Cały świat cytuje Lecha Kaczyńskiego, od BBC przez CNN. Okupanci, którzy nie maja legalnego, moralnego czy jakiegokolwiek prawa by tam być, stacjonują w sercu Gruzji - te słowa pol trafiły dziś do uszu milionów, przypominając im o ignorancji Rosji wobec stanowiska wspólnoty międzynarodowej. Ignorancji wobec samej wspólnoty... I pośród liderów wszystkich państw UE nie znalazł się nikt, gotowy przypomnieć o niewygodnym problemie. Trudno nawet określić jakim zakłamaniem i hipokryzją kierują się ci - którzy tak jak niektórzy bloggerzy tego portalu, lub wczoraj wieczorem dziennikarze zgromadzeni w studio TVN 24 - załamywali ręce, obawiając się iż wydarzenie "będzie ciosem w prezydencję francuską".
Nie trzeba być wróżbitą, aby opisać teraz prawdopodobny przebieg zdarzeń. Prezydenci Polski i Gruzji zmierzali w stronę obszarów granicznych, aby przekazać światu faktyczny obraz obszaru, o którym wszyscy, najchętniej zaś "prezydencja francuska" chcieliby zapomnieć. Grupka osetyńskich lub nawet rosyjskich żołnierzy (lub członków paramilitarnej formacji zbrojnej) wystrzeliła kilka serii w powietrze. Celem pokazu była jasna manifestacja kto rządzi w regionie i gwiżdże na umowy, Gruzję, "jej sojusznika Polskę", prezydencję francuską oraz całą Unię Europejską. Mogli nawet nie wiedzieć, iż ten incydent zostanie rozdmuchany do takich rozmiarów. Zresztą nie ma wątpliwości, prezydenci Polski i Gruzji, znając dobrze "rosyjską duszę" - szczególnie w pierwszych dniach zimy pod koniec weekendu - spodziewali się, że może dojść do niecodziennego wydarzenia. Własnie w tym celu wysłano na poczatek kolumny samochód z dziennikarzami. Nie ma mowy o żadnej gruzińskiej prowokacji. Była po prostu doskonała znajomość realiów i ocena sytuacji. Nie byłoby szokujące nawet, gdyby strzelający doskonale zdawali sobie sprawę ze swojego czynu. Byłoby to potwierdzenie ich własnej pychy i pogardy wobec sojuszników Gruzji. Irracjonalne tym bardziej są głosy, że przecież Rosja "nie mogłaby"...
Czy rząd, który morduje własnych dziennikarzy, dokonuje agresji na suwerenny kraj, wszem i wobec grozi wycelowaniem głowic atomowych w państwa sąsiadów, na oczach świata eksterminujący naród czeczeński - "nie mógłby"? Otóż - MÓGŁBY!

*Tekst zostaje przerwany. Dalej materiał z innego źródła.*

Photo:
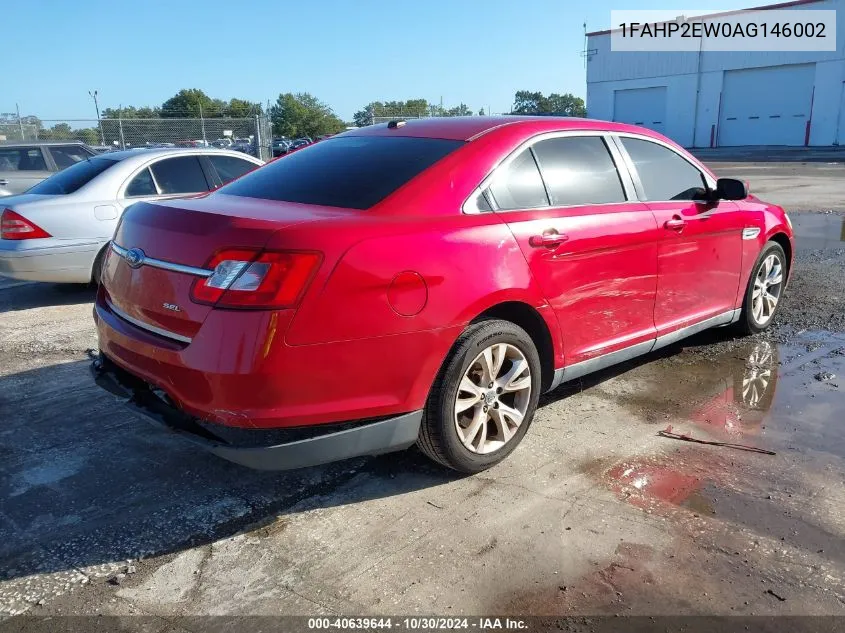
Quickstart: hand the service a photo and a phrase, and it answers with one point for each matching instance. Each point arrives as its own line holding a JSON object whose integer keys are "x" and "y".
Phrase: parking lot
{"x": 595, "y": 513}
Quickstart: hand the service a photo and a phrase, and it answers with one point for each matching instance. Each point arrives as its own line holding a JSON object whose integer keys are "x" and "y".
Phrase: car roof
{"x": 141, "y": 155}
{"x": 466, "y": 128}
{"x": 40, "y": 142}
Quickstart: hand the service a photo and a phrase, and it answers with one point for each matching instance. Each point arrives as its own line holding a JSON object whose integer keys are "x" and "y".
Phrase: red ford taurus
{"x": 424, "y": 282}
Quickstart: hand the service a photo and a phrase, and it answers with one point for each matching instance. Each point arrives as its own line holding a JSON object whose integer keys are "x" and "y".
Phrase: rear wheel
{"x": 484, "y": 398}
{"x": 764, "y": 291}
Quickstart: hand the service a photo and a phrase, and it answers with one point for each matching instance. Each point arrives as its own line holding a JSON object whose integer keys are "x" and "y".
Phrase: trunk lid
{"x": 186, "y": 233}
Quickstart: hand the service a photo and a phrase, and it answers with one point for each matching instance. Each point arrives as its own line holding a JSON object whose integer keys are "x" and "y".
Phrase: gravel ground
{"x": 596, "y": 512}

Stek bredni, jakie mogliśmy usłyszeć od wczoraj przechodzi wszelkie granice. W studiu TVN 24 w okolicach 20 jeden z dziennnikarzy zarzucił, iż do takich krajów jak Irak, Afganistan lub Kongo lepiej nie jeżdzić. Irak, Afganistan lub Kongo...W Iraku, Afganistanie i Kongo ma miejsce chaos, który jest opanowywany dzięki wysiłkom wspólnoty międzynardowej. Pragnącą pokoju ludność atakują tam bandy powiązane z lokalnymi rzezimieszkami lub Al-Kaidą. Czy ów pan dziennikarz chciał zasugerować, że Gruzja nie jest już spokojnym krajem, jak chce żeby myślala społeczność międzynarodowa "prezydencja francuska", ale terenem ogarniętym faktyczną wojną, gdzie rolę Talibów i Al-Kaidy przjęły regularne oddziały rosyjskiej armii i ich osetyjskich sojuszników?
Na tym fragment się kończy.